Wohin wird sich der Versicherungsvertrieb in den kommenden Jahren entwickeln, welche Faktoren werden für einen Erfolg der Vermittlerbetriebe besondere Wirkung entfalten? Diesen Fragen widmen wir uns in dieser Kolumne in den VGA-Nachrichten. Wir, das sind Thomas Burdack und Sebastian Heithoff, ein gebürtiger und ein Wahl-Lübecker. Wir möchten uns Ihnen kurz vorstellen: 

Thomas Burdack vom ID Campus

 Thomas Burdack (*1952),
in der Versicherungsbranche seit 1974. Aufbau und Leitung einer Versicherungsvertriebsgesellschaft in Lübeck, Rostock und Riga. 1997 folgte der Wechsel zur Provinzial Nord, zunächst als Bezirksdirektor für den AO-, Makler- und Sparkassenvertrieb. Ab 2007 Leiter Agenturentwicklung und Weiterbildung. Seit 2017 selbstständiger Berater, Trainer, Vortragsredner und Gründer des ID Campus. Schwerpunkte: Agenturmarketing, Absatzstrategie, Trends im Versicherungsvertrieb, Wandel vom Verkäufer zum Risikocoach, Beratungskonzepte für Gewerbekunden, Entwicklung vom Verkäufer zum Unternehmer.

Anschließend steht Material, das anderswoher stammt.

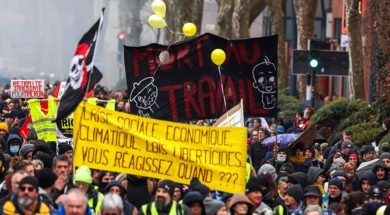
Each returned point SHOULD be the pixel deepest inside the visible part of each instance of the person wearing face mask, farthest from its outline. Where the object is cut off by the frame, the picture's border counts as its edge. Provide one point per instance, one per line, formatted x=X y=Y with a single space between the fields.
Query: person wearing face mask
x=14 y=143
x=163 y=202
x=281 y=158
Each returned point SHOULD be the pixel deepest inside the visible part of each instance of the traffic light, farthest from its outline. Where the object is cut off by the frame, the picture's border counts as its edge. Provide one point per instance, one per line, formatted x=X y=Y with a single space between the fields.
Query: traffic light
x=314 y=53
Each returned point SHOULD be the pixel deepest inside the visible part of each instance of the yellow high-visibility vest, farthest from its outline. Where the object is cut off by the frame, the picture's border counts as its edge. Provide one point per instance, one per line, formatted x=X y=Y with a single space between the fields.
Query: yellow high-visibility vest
x=43 y=123
x=109 y=106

 Sebastian Heithoff (*1986),
in der Versicherungsbranche seit 2007. Langjährig im Bereich Online-Kommunikation und Marketing aktiv, seit 2016 in beratender Funktion für die Assekuranz, erst angestellt bis zur Teamleitung, seit 2020 als selbstständiger Unternehmensberater für den Versicherungsvertrieb tätig. Schwerpunkte sind hierbei die Bereiche Positionierung („Vermittlermarke“) und Digital Enablement.

Hinweis: Wir bitten um Verständnis dafür, dass unsere Kolumne noch nicht durchgängig gendergerecht formuliert ist. Im Sinne einer besseren Lesbarkeit beschränken wir uns auf die männliche Form, meinen aber explizit auch unsere geschätzten Kolleginnen. 

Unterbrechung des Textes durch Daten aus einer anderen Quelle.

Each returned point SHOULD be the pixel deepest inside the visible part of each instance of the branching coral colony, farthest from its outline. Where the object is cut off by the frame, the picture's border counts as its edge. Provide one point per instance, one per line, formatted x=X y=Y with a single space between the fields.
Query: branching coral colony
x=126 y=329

Agenturentwicklung – und welche Rolle spielt der unterstützende Außendienst?

Die Versicherungswelt, insbesondere der Vertrieb, steht vor dem größten Wandel seiner Geschichte. Welche Vertriebswege haben Zukunft, wie digital wird der Kunde, welche neuen Player und weitere verschärfte gesetzliche Auflagen rütteln an den Toren der etablierten Vertriebswege? Wo kommt der Nachwuchs für die Vermittlungsbetriebe her? Die Antworten auf diese Fragen sind größtenteils noch nicht gefunden. 

So langsam haben auch die Glaskugelvisionäre geschnallt, dass der Ausschließlichkeitsvertrieb nicht untergeht. Aktuelle Zahlen des GDV belegen, auch in Komposit sind die Einfirmenvermittler spitze. 

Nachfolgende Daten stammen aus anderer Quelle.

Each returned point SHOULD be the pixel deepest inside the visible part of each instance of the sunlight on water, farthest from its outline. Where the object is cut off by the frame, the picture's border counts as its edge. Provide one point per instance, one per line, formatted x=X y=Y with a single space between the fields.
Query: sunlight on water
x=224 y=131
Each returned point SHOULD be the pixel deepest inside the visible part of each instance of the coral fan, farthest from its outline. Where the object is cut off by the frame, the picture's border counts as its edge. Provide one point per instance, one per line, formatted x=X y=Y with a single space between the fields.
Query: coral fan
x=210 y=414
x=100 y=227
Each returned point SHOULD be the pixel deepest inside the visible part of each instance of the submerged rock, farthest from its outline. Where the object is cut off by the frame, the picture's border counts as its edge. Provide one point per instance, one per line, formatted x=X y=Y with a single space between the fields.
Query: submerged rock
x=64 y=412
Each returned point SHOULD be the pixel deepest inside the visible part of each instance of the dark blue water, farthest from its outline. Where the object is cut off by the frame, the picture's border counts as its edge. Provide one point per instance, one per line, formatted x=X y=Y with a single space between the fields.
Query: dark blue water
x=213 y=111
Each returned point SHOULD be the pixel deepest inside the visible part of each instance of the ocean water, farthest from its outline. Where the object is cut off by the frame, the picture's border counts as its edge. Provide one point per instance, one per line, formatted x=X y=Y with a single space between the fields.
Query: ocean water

Aber wohl kein Vertriebsweg muss mehr Veränderungsbereitschaft zeigen als die Ausschließlichkeitsvermittler. Deren Schicksal wird jedoch nicht ohne dessen Vertragspartner, den Versicherer, entschieden. Freie Vertriebe, wie z.B. die Versicherungsmakler, können fusionieren oder verkaufen, was gerade in einem noch nie dagewesenen Hype geschieht. Hingegen hat der HGB84er-Vermittler keine Bestandsrechte. Er wird mit dem unzeitgemäßen Ausgleichsanspruch nach § 89 HGB abgefunden. 
Fehlt es nun an einer zukunftsfähigen Vertriebsstrategie der Versicherer, so kentert deren AO-Schiff und die Besatzung der Exklusivvermittler geht ebenfalls unter. 

Mit dieser Erkenntnis haben viele Versicherer in engagierten Projekten die Neuausrichtung ihrer AO im Fokus. Unternehmeragenturen, Digitalkompetenz, Agenturzusammenlegungen, Spezialisierungsmodelle, Zielgruppenkonzepte sowie neue Betreuungsstrukturen und -aufgaben sind die Rezepturen, mit denen – meist noch auf Versuchsebene – die Zukunft gemeistert werden soll.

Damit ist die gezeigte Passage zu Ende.